Eritema pérnio (EP) símile ou pseudo eritema pérnio (prevalência de 18% a 75% / em crianças e jovens / quadro leve ou assintomático)
Sem dúvida, são as manifestações mais relatadas em grandes séries de casos na literatura. Com a chegada da pandemia de covid-19 na Europa, observou-se uma explosão de casos semelhantes ao eritema pérnio ‘‘clássico’’ – uma inflamação cutânea desencadeada pela exposição ao frio e que atinge, sobretudo, as extremidades do corpo –, porém com características distintas da forma clássica: predomínio em crianças e jovens, em época de temperaturas amenas (primavera), sem antecedente pessoal de eritema pérnio. Foi descrito, então, o EP-símile associado à covid-19, sendo mais frequente em crianças e adultos jovens, saudáveis, com poucos sintomas ou assintomáticos, podendo ser a única manifestação da doença. Portanto, na presença dessas lesões, sugere-se que a infecção pelo novo coronavírus (Sars-CoV-2) seja investigada. Surge em média após 10 a 14 dias dos sintomas gerais, duram em média 14 dias, com melhora espontânea.
 
Urticária (prevalência de 9% a 30% / em adultos / quadro leve)
As infecções, inclusive virais, são fatores desencadeantes já conhecidos de lesões urticariformes – quadro cutâneo caracterizado por lesões avermelhadas, elevadas com "vergões" na pele. Nesse sentido, a infecção por Sars-CoV-2 poderia ser um novo fator desencadeante. São relatados quadros de urticária associados à covid-19 em pacientes sem relatos prévios da doença. Estima-se que em 10% dos pacientes o quadro cutâneo possa preceder em alguns dias os sintomas gerais de covid-19 e que, portanto, a detecção das lesões de pele poderia favorecer o diagnóstico precoce da infecção. Porém, em sua grande maioria, essas lesões surgem concomitantemente aos demais sintomas. Não há predileção por faixa etária e associa-se a quadros leves, com baixa mortalidade. É relatada melhora espontânea em sete dias, ou com uso de anti-histamínicos e/ou corticoide sistêmico em baixa dose.
 
Erupções vesicobolhosas ou vesiculares (prevalência de 9% a 15% / em adultos / quadro leve a moderado)

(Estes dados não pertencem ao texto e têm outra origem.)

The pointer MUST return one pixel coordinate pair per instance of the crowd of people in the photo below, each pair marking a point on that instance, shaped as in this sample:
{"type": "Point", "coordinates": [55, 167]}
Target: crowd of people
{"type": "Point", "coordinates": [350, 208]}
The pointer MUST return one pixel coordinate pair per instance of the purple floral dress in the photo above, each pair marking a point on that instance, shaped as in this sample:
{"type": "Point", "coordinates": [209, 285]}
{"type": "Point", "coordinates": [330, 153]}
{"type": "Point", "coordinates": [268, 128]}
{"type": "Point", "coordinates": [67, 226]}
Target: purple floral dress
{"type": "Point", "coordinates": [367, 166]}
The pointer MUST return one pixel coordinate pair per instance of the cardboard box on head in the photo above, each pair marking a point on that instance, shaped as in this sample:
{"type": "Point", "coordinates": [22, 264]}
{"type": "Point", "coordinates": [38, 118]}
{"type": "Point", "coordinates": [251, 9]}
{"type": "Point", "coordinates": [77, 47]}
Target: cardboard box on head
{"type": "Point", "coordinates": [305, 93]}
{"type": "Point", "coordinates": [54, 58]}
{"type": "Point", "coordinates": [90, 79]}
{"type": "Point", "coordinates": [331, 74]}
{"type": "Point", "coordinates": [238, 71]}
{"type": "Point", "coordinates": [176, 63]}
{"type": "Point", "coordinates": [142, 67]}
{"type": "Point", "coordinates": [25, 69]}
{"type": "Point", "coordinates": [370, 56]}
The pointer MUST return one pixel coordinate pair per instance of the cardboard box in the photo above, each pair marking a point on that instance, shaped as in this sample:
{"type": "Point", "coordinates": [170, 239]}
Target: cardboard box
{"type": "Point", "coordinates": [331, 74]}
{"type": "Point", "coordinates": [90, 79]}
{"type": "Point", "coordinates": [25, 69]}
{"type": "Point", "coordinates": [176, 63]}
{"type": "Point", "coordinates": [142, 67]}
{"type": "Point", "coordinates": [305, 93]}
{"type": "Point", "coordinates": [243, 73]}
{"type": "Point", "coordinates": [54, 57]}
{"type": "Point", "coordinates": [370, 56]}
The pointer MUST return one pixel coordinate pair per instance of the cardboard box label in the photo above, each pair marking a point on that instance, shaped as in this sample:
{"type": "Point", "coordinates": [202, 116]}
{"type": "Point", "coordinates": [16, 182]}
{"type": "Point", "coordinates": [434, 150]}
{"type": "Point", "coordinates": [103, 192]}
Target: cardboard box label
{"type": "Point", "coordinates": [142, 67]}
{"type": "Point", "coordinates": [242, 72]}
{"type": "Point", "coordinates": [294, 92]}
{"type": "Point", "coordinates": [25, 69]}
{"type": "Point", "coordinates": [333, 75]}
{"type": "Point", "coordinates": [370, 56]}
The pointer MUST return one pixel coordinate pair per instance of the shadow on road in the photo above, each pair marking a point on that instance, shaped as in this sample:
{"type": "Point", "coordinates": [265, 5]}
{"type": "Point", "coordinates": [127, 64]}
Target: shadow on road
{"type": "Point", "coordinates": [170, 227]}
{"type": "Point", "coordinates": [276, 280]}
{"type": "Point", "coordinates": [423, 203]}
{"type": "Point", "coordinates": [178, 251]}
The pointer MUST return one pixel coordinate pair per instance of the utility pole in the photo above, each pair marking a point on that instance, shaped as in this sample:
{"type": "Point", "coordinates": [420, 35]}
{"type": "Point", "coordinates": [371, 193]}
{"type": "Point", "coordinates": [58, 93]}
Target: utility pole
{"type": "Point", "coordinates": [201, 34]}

Embora raras, as erupções vesicobolhosas ou vesiculares – pequenas bolhas com líquido interno – são consideradas padrão específico de lesão cutânea associada à covid-19. São quadros de vesículas ou bolhas localizadas ou disseminadas, que podem acometer a região das palmas dos pés e mãos, poupando mucosas. Elas têm início cerca de três dias após os sintomas gerais e perduram por 7 a 14 dias, com melhora espontânea. Associam-se a quadro sistêmico leve a moderado.
 
Livedo, púrpura, necrose (prevalência de 4% a 9% / em idosos / quadro grave)
As manifestações cutâneas vasculares associadas à covid-19 compreendem um amplo espectro, que varia desde livedo reticular transitório a fixo, livedo racemoso – caracterizado pelo surgimento de manchas redilhadas avermelhadas ou azuladas na pele –, púrpuras – erupção de manchas roxas devido ao vazamento de pequenos vasos sanguíneos na pele – e necrose de extremidades – morte celular ou de tecidos. São manifestações raras associadas a quadros sistêmicos graves, que ocorrem de maneira tardia em pacientes idosos, internados em ambiente de terapia intensiva, com múltiplas comorbidades e alterações laboratoriais. Frequentemente, associam-se a outros eventos trombóticos como trombose venosa profunda, acidente vascular encefálico (AVE) isquêmico e coagulação intravascular disseminada, que são responsáveis pela elevada mortalidade neste grupo.
 
Eflúvio telógeno (queda de cabelo)
Amplamente e há muito tempo conhecido na Dermatologia, o eflúvio telógeno (queda de cabelo) pode ser desencadeado por alterações metabólicas, nutricionais, medicamentosas e inúmeras condições sistêmicas, entre elas, as infecções. Na covid-19, cogita-se que as citocinas inflamatórias liberadas e o uso de medicações, como a heparina, possam estar envolvidas nesse mecanismo. Há relatos de aumento de sua incidência em quase três vezes durante a pandemia. Estima-se que 10% dos pacientes com covid-19 evoluam com queda de cabelo nas semanas e meses subsequentes à infecção, especialmente nos pacientes com comorbidades.